Les 14 et
15 mai 2012, la sénatrice Janis G. Johnson, coprésidente de la
Section canadienne du Groupe interparlementaire (GIP) Canada‑États‑Unis,
a dirigé une délégation à Washington, D.C. en vue de rencontres avec des
membres du Sénat des États‑Unis. Faisaient également partie de la
délégation les honorables sénateurs Daniel Lang, Paul Massicotte, Terry Mercer,
Percy Mockler et Wilfred P. Moore, c.r., M. Gord Brown, député à la
Chambre des communes et coprésident de la Section canadienne était aussi au
nombre des délégués.

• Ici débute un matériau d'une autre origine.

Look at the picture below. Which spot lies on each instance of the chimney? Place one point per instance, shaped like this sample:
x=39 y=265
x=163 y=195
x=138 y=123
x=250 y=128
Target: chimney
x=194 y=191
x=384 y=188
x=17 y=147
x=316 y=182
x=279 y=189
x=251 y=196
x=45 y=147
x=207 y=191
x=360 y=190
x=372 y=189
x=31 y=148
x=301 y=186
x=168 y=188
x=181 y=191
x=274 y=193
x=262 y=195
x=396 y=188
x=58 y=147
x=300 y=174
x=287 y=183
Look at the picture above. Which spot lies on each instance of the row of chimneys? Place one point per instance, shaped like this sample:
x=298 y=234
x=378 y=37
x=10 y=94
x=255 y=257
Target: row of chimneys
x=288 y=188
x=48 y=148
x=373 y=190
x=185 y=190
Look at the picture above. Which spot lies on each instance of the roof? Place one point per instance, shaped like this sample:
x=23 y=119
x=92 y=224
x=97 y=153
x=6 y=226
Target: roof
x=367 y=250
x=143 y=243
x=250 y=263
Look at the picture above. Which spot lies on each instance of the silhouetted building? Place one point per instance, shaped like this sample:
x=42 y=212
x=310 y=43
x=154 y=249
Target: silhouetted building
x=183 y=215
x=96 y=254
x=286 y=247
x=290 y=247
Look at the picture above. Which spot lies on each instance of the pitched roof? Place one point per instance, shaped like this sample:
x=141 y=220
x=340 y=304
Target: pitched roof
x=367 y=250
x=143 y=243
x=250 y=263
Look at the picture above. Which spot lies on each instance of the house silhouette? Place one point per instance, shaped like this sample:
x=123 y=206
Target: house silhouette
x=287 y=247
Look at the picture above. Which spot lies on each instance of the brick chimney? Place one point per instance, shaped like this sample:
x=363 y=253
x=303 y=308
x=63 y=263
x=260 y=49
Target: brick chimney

La délégation était accompagnée par Mme Angela
Crandall, secrétaire administrative de la Section canadienne, et par Mme June
Dewetering, conseillère principale de la Section canadienne.
LA RÉUNION
Cette
rencontre des sénateurs américains et canadiens était la première à se dérouler
selon la nouvelle formule établie par le Sénat des États‑Unis :
rencontres sans la Chambre des communes et sans la Chambre des représentants
devant se tenir selon un cycle bisannuel dans chacune des capitales, en
alternance. C’était aussi la première fois que tous les éléments de la
rencontre se déroulaient en séances plénières, plutôt qu’en séances simultanées
axées traditionnellement sur trois thèmes, soit les questions économiques et
commerciales, les questions internationales et les questions relatives aux
ressources transfrontalières, avec au début et à la fin une séance plénière.
La délégation
canadienne a rencontré la sénatrice Amy Klobuchar, présidente de la Section
américaine du GIP, le sénateur Mike Crapo, vice‑président de la Section
américaine, ainsi que les sénateurs américains Mark Begich, Jeff Bingaman,
Charles Grassley, John Hoeven, Daniel Inouye, Mary Landrieu, Patrick Leahy, Joe
Manchin III, Lisa Murkowski, James Risch, Bernie Sanders, Jon Tester, Mark
Udall et Mark Warner.
OBJECTIFS
DE LA DÉLÉGATION POUR LA RÉUNION
Les
interactions avec leurs homologues du Congrès ont permis aux sénateurs
canadiens de mieux atteindre les objectifs de la Section canadienne du GIP, de
trouver les points de convergence dans les politiques nationales des deux pays,
d’instaurer un dialogue sur les points de divergence, de favoriser les échanges
d’information et de promouvoir une meilleure compréhension entre les parlementaires
canadiens et américains sur des questions d’intérêt commun.
ACTIVITÉS
DURANT LA RÉUNION
Pendant la
rencontre, les sénateurs américains et canadiens ont discuté de collaboration
en ce qui concerne la coopération sur les questions économiques et commerciales
bilatérales, le domaine de la sécurité énergétique en Amérique du Nord, les
questions arctiques et les questions de sécurité internationale. Le présent
rapport résume les principaux points qui ont été soulevés sur ces questions.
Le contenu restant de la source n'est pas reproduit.